5. Limit your high-risk exposure

  • Be careful when you log in to services on shared computers or over public networks.
  • Check your privacy settings on social media and be careful about posting personal information.

6. Check in regularly

  • Update your devices, apps and software regularly.
  • Monitor your account activity by reviewing your statements and account activity and checking your credit reports annually.

What if you've been scammed?

Protection is important, but so is your reaction if you should become a scam victim. What should you do if you’ve experienced a scam?

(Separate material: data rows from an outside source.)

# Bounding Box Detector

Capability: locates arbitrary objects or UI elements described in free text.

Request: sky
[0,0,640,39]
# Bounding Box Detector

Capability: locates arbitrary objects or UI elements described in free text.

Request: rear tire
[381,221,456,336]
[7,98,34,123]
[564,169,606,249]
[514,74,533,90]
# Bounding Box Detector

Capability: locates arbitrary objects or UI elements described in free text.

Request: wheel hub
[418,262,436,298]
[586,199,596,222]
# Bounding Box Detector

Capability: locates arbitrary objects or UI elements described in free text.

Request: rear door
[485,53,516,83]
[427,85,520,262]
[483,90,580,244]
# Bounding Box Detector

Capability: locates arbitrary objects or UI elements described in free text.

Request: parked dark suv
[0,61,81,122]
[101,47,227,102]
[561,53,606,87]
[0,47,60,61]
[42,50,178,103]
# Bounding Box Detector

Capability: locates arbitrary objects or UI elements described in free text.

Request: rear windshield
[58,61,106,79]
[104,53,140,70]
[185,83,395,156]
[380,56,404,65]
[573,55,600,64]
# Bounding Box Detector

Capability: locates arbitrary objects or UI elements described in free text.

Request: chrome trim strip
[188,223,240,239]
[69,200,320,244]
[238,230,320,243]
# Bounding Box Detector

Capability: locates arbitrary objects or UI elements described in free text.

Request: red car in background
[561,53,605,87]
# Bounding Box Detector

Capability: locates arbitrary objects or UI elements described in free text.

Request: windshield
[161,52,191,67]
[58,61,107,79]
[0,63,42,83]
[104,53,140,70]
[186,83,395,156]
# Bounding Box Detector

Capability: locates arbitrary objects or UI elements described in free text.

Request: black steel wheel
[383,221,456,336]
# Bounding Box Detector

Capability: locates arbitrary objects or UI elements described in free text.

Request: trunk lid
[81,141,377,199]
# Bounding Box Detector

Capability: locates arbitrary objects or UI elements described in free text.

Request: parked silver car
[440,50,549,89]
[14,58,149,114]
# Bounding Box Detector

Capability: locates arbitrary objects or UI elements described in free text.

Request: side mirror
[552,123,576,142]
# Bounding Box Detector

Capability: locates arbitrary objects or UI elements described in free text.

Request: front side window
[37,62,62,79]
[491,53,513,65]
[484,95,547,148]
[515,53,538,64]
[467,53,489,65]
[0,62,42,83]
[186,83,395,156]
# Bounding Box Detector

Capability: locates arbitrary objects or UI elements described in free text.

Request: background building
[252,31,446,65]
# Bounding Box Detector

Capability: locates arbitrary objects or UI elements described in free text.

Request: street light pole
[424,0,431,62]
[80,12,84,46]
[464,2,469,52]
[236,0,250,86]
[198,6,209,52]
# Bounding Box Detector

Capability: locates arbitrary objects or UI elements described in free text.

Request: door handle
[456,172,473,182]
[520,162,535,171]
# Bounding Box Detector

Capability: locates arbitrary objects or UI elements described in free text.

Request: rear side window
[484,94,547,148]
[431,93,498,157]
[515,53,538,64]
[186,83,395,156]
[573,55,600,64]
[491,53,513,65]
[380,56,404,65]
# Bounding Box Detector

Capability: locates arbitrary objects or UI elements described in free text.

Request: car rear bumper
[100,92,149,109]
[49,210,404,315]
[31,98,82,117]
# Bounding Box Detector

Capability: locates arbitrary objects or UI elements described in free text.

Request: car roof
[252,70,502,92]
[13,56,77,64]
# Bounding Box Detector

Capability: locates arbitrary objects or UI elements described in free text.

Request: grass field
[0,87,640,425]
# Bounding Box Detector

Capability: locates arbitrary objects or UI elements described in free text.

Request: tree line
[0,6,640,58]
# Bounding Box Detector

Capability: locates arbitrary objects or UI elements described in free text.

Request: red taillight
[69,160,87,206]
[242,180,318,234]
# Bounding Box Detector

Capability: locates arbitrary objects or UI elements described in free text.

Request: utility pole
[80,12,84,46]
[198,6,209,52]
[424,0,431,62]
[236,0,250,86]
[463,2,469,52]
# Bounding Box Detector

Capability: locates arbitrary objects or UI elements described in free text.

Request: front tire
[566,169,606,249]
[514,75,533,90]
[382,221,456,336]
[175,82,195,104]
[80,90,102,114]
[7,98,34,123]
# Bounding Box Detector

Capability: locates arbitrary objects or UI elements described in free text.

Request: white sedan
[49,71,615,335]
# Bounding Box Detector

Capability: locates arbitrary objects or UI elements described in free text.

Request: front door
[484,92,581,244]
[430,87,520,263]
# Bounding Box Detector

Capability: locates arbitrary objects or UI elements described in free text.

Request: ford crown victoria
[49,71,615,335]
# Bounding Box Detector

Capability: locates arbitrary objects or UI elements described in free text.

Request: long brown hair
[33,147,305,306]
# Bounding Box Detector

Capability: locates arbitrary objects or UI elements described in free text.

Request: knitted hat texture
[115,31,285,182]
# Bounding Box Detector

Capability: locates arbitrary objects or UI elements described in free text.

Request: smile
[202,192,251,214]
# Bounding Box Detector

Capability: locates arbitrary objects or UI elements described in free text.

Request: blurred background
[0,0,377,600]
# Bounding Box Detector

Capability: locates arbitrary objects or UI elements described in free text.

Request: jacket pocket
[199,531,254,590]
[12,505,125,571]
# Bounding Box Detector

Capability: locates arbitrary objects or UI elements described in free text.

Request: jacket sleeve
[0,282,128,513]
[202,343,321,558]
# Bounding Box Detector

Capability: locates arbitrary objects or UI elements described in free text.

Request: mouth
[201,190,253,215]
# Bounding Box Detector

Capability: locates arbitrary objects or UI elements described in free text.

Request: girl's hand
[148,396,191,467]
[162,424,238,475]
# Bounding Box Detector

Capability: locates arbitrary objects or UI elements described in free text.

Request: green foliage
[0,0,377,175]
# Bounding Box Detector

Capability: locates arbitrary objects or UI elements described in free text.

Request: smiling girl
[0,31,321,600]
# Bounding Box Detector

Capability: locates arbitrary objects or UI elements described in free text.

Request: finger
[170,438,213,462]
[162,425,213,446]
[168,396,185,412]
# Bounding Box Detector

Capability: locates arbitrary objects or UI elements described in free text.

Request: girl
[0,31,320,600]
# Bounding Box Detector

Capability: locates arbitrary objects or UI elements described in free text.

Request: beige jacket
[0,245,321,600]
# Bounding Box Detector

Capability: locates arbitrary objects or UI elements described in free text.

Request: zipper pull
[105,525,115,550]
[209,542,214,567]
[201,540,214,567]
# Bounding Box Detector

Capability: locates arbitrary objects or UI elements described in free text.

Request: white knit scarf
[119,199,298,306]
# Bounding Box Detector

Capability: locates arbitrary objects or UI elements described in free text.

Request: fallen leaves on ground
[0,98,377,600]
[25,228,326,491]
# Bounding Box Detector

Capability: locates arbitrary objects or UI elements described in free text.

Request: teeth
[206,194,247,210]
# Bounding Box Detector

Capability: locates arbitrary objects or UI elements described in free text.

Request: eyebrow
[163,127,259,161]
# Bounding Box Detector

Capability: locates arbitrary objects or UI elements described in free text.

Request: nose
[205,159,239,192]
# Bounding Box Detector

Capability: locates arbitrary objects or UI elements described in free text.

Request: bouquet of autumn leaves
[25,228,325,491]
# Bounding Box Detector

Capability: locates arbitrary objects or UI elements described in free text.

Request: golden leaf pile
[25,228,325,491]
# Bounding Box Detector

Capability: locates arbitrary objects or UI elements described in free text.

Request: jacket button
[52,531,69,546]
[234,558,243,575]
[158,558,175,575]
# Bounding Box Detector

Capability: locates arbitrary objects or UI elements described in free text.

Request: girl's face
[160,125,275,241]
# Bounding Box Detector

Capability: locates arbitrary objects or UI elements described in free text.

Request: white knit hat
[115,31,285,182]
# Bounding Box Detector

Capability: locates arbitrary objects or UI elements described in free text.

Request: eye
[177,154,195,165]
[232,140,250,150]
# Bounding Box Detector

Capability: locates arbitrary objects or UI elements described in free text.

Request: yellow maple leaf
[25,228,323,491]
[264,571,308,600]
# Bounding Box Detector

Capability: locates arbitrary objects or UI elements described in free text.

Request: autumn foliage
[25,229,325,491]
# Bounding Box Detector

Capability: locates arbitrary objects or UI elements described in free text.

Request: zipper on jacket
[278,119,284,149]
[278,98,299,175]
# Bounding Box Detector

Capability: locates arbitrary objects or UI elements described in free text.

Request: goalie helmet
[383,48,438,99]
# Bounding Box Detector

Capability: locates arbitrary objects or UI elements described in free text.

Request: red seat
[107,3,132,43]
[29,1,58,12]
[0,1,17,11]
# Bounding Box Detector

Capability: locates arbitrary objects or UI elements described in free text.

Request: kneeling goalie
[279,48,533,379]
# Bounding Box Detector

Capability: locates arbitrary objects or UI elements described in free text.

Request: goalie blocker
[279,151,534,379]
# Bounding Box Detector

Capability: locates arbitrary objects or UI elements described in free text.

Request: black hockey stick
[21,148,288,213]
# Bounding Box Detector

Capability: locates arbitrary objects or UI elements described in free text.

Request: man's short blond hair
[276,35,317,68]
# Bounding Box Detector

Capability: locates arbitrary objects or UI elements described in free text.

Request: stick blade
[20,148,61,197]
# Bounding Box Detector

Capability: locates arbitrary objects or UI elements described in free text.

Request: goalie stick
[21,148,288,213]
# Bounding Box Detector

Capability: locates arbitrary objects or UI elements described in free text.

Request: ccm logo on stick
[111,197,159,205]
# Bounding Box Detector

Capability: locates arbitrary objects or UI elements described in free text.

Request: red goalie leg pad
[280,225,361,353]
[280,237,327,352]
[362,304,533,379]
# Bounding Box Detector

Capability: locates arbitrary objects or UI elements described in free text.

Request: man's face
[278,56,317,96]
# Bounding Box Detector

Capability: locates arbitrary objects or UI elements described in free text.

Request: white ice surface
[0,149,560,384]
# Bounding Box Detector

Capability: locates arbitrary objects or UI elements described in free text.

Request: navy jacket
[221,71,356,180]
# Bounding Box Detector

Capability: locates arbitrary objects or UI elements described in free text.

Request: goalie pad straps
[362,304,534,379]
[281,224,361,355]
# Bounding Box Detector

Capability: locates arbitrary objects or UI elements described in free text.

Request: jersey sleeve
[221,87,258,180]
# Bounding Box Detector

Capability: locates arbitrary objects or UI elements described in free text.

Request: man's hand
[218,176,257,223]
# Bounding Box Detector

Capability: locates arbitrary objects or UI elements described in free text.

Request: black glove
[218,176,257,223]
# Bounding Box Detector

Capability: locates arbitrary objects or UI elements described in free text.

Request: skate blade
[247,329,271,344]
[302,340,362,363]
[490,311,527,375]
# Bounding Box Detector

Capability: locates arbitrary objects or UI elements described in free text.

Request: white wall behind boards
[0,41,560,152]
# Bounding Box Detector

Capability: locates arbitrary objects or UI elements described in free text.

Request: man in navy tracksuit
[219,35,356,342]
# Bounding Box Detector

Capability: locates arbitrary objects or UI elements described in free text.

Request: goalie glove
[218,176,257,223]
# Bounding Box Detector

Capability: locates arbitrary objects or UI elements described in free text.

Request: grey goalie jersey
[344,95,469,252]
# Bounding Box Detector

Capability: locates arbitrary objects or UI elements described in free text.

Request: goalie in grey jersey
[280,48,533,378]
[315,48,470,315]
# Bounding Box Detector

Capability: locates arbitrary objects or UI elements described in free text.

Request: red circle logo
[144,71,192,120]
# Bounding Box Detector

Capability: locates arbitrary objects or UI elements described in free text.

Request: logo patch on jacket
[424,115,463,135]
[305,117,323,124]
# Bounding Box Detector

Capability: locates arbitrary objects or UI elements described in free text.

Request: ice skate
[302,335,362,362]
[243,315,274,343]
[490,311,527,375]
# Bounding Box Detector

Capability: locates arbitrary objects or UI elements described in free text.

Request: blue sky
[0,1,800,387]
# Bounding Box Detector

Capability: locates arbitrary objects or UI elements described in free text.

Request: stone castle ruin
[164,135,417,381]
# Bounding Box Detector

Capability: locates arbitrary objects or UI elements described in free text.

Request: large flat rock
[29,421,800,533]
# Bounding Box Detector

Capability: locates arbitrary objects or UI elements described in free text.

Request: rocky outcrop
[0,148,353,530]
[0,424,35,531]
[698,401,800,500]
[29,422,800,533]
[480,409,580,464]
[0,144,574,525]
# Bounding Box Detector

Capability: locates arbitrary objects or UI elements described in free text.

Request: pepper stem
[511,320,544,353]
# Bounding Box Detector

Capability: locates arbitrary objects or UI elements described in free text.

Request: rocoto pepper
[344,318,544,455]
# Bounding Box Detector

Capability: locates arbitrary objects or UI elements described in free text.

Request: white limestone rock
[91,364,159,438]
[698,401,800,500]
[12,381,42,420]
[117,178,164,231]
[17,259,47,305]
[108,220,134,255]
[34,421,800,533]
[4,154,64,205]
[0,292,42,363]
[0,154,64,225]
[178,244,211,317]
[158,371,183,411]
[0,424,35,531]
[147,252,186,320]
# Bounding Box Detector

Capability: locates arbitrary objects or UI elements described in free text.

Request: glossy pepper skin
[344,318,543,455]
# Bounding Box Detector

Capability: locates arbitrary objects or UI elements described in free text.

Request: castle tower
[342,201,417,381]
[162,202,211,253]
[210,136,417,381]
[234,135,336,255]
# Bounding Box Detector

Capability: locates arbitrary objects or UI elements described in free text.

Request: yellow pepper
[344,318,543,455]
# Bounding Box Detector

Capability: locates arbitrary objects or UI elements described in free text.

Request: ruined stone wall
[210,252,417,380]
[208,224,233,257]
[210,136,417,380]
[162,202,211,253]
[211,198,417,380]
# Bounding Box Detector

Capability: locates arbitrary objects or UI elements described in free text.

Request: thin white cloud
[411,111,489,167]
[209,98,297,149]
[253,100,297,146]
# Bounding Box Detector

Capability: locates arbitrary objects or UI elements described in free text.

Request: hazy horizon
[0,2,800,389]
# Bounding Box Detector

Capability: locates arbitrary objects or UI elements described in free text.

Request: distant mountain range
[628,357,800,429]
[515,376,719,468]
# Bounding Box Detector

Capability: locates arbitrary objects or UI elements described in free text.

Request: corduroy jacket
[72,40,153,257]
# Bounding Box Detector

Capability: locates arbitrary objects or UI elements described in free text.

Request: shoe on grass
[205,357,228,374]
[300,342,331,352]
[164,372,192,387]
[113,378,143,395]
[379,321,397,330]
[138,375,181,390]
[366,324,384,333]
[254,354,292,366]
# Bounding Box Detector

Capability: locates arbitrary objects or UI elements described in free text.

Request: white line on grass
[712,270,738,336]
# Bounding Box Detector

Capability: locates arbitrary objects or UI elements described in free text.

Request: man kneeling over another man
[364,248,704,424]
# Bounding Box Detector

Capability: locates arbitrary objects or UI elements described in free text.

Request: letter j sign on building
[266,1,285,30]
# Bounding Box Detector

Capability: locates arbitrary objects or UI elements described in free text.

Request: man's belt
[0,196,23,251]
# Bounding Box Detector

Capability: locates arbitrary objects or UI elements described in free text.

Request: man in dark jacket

  • Report the incident to your local police and to the Canadian Anti-Fraud Centre. They can also help connect you with the appropriate law enforcement agency.
  • Don’t be hard on yourself. Scammers are experts who exploit human behaviour. Some people don’t report their losses because they’re embarrassed, but almost everyone is vulnerable to some type of scam or fraud and regaining control is what's most important.
  • If you’ve sent a payment or detected suspicious activity on an account, contact the company holding the account. For example, if you paid by gift card, contact the company that issued the gift card.
  • Immediately change any compromised usernames and passwords. If the scammer has access to your Social Insurance Number, refer to the Government of Canada's instructions on reporting SIN fraud.
  • Monitor your credit reports with credit bureaus for any suspicious activity or any account openings with lenders or other creditors that you did not apply for The two principal credit bureaus in Canada, Equifax and TransUnion, offer credit score and monitoring services that alert you of any key changes. If you suspect suspicious activity, contact the creditor to advise them of any identify theft.
  • If you suspect your device has been compromised, update your security software, and run an antivirus scan.

We take your privacy seriously

At Edward Jones, we’re committed to keeping your personal and financial information secure. Our face-to-face approach helps us identify unusual activity. We also use firewalls and encryption, regularly test our security systems, and consult industry-leading security firms to identify potential vulnerabilities.

Watch out for these common scams

  • Spoofing/phishing — The fraudster pretends to be a trusted company, family member or friend, hoping you’ll click an unsafe link or attachment or share personal information. Thieves usually want you to act fast.
  • Business email compromise — The thief sends an email that appears to be from a trusted source, asking you to wire funds.
  • Charity fraud — Scammers create fake charities to seek donations, typically after a high-profile disaster.
  • Grandparent scam — The fraudster poses as a loved one in an emergency, such as an accident or arrest in a foreign country and asks for money to be wired quickly or sent via gift cards or prepaid cards.
  • Romance scam — The thief meets you online and works to gain your trust, eventually asking you to send money to pay for big-ticket items.
  • Tech support scams — You get a phone call, pop-up warning or email telling you there is a problem with your computer. The scammer convinces you to pay for services you don’t need and could also gain access to your computer.